While manufacturers think they’re doing a better job safeguarding data, breaches are increasing, the survey said. That means companies have made security improvements, they have not kept pace with today’s sophisticated attackers.
“Executives in the global industrial products industry are heeding the need to fund enhanced security activities and have substantially improved technology safeguards, processes, and strategies,” the study said.
While companies have hiked their security, “their adversaries have done better,” the survey said. Security incidents are up, and are becoming more costly. “Hot-button technologies like cloud computing, mobility, and BYOD are implemented before they are secured,” the study said, noting “many executives are hesitant to share security intelligence with others, forgoing a powerful offensive tool against targeted, dynamic attacks.”
The survey, conducted online in early 2013, compiled responses from more than 9,600 executives and directors of IT and security in 115 countries.
Among the 671 industrial products respondents who participated, the study found 46 percent believe they have “an effective strategy in place” and are “proactive in executing the plan,” an increase of 14 percent from last year.
However, only 15 percent of those respondents said they were knowledgeable about their security strategy, employed a CISO or equivalent who reports to the C level or legal counsel, had “measured and reviewed the effectiveness of security within the past year,” and understood the security events that occurred to them in the past year.

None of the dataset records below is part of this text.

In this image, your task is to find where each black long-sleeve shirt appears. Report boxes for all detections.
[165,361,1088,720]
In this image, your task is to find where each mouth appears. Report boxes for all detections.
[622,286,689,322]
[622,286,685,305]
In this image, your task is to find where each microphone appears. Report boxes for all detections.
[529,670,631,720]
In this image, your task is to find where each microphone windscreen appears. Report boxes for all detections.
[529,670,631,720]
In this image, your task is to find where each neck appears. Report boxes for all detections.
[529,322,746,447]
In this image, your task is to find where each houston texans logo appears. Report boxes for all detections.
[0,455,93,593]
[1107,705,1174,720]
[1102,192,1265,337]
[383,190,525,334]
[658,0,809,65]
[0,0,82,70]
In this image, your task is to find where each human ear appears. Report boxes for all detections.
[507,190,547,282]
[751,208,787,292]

Money doesn’t seem to be a problem. Budgets for industrial products security among manufacturers averaged $4 million this year, a significant improvement over $2 million last year, and the highest increase in several years, the study found.
Survey responses found the use of basic security programs are at “an all-time high,” with application firewalls, malware or virus-protection software, encryption of desktop PCs and Web content filters the most widely-used tactics. But given the jump in security incidents, they may very well be outdated.

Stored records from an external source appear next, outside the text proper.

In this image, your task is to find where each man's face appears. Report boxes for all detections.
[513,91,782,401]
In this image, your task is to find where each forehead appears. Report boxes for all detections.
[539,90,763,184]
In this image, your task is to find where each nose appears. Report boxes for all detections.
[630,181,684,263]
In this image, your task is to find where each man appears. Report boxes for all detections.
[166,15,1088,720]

Simply spending more on security apparently isn’t the answer. “Average financial losses reported by industrial products companies are up 64 percent over last year,” and “losses of $10 million or more doubled over 2012,” as did the loss or damage of internal records, the study found.
The most likely sources of security incidents are current employees (estimated to be responsible for 33 percent of all security incidents) and past employees (24 percent). It can be argued that there isn’t much a company can do to ensure protection against inside threats from determined, knowledgeable employees — which makes it all the more important to guard against attacks from such outsiders as hackers, competitors, and organized crime.
The study recommended:
• Implement security safeguards that monitor data and assets. They’re not widely used among industrial manufacturers, but can “provide ongoing intelligence into ecosystem vulnerabilities and dynamic threats.”
• Know what needs protection. Identify and carefully protect your most important assets. Strangely, using basic policies to safeguard intellectual property was found to be actually declining.
• Upgrade mobile security. This includes smart phones, tablets, and employees’ personal devices used for work: “Industrial products respondents’ efforts to implement mobile security do not show significant gains over last year and continue to trail the growing use of mobile devices.”
• Rethink cloud security. The study found while 61 percent of all companies report that technology has improved security, only 19 percent include provisions for cloud in their security policy.
• Set security standards for external partners. While only 58 percent of industrial products manufacturers currently do this, the study found 68 percent of leaders in the sectors demand security standards for partners.